Эдгар Крамер предвидел исполненные злорадства сообщения репортеров, которые они через минуту-две начнут диктовать по телефону: “Эдгар С. Крамер, высокопоставленный чиновник министерства по делам иммиграции, сегодня был обвинен в неуважении к суду в ходе слушания в Верховном суде Британской Колумбии по делу Анри Дюваля. Игнорируя распоряжение судьи, Крамер в ответ на критические замечания судьи Уиллиса в его адрес покинул зал судебных заседаний…”
Такое опубликуют все и повсюду. А прочитают и рядовые граждане, и его коллеги, и его подчиненные, и его начальники, министр и премьер-министр…
Но объяснить он им ничего не сможет.
Крамер знал, что его карьере пришел конец. Теперь последуют нагоняи и выговоры, после которых он, конечно, останется чиновником на государственной службе, но уже без всяких перспектив. Обязанности у него будут все менее ответственными, уважение к нему станет неуклонно падать. Такое случалось и прежде, правда, с другими. А в его случае не исключены и медицинские обследования, досрочная отставка…

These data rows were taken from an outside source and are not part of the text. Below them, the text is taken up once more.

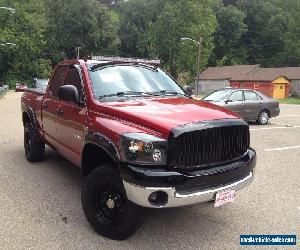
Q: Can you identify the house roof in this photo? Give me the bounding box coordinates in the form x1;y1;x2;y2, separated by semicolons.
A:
199;64;259;80
199;65;300;82
231;68;287;82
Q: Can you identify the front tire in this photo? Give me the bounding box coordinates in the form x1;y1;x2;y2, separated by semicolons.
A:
257;110;270;125
81;165;143;240
24;122;45;162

Согнувшись чуть ли не пополам, сломленный Крамер прижался лбом к холодному кафелю стены туалета, едва сдерживая вдруг подступившие слезы горького отчаяния.
— И что дальше? — спросил Том Льюис.
— А я и сам не знаю, — ответил Элан Мэйтлэнд. Они стояли на ступенях здания Верховного суда. Ранний день, необычайно теплый, солнце грело не по сезону. Пятнадцать минут назад суд вынес решение в их пользу. Анри Дюваль, постановил судья Уиллис, не может быть депортирован на какое-либо судно. “Вастервик” поэтому отчалит сегодня вечером без него. Зал приветствовал этот приговор спонтанным взрывом аплодисментов, моментально и безжалостно подавленных суровым судьей. Элан задумчиво произнес:
— Анри еще не стал полноценным иммигрантом, и, боюсь, в конечном итоге его могут выслать прямо в Ливан, где он пробрался на судно. Не думаю, однако, что правительство пойдет на такой шаг.

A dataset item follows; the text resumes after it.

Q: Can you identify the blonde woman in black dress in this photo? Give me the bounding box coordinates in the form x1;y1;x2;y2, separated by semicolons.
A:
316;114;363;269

— Я тоже, — согласился Том. — Как бы то ни было, Анри, похоже, ничего не тревожит.
Они взглянули на толпу репортеров, фотографов и поклонников, тесно обступивших Анри Дюваля. Среди них было и несколько женщин. Анри позировал перед нацеленными на него объективами, широко улыбаясь и гордо выпячивая грудь.
— А что это за скользкий тип в пальто из верблюжьей шерсти? — поинтересовался Том.
Он с любопытством разглядывал вульгарно вызывающего вида субъекта с резкими чертами испещренного оспинами лица и маслянисто блестящими волосами. По-хозяйски положив руку на плечо Анри, он старался непременно попасть вместе с ним в кадр.
— Вроде агент из какого-то ночного клуба, как я понял. Он объявился несколько минут назад, заявил, что хочет включить Анри в шоу[78]. Я против, но Анри идея пришлась по душе, — медленно проговорил Элан. — Ума не приложу, что мне делать.
— А ты говорил с Дювалем относительно работы, ну, тех мест, что ему предлагают? Вот, скажем, эта штука с буксиром звучит вполне подходяще.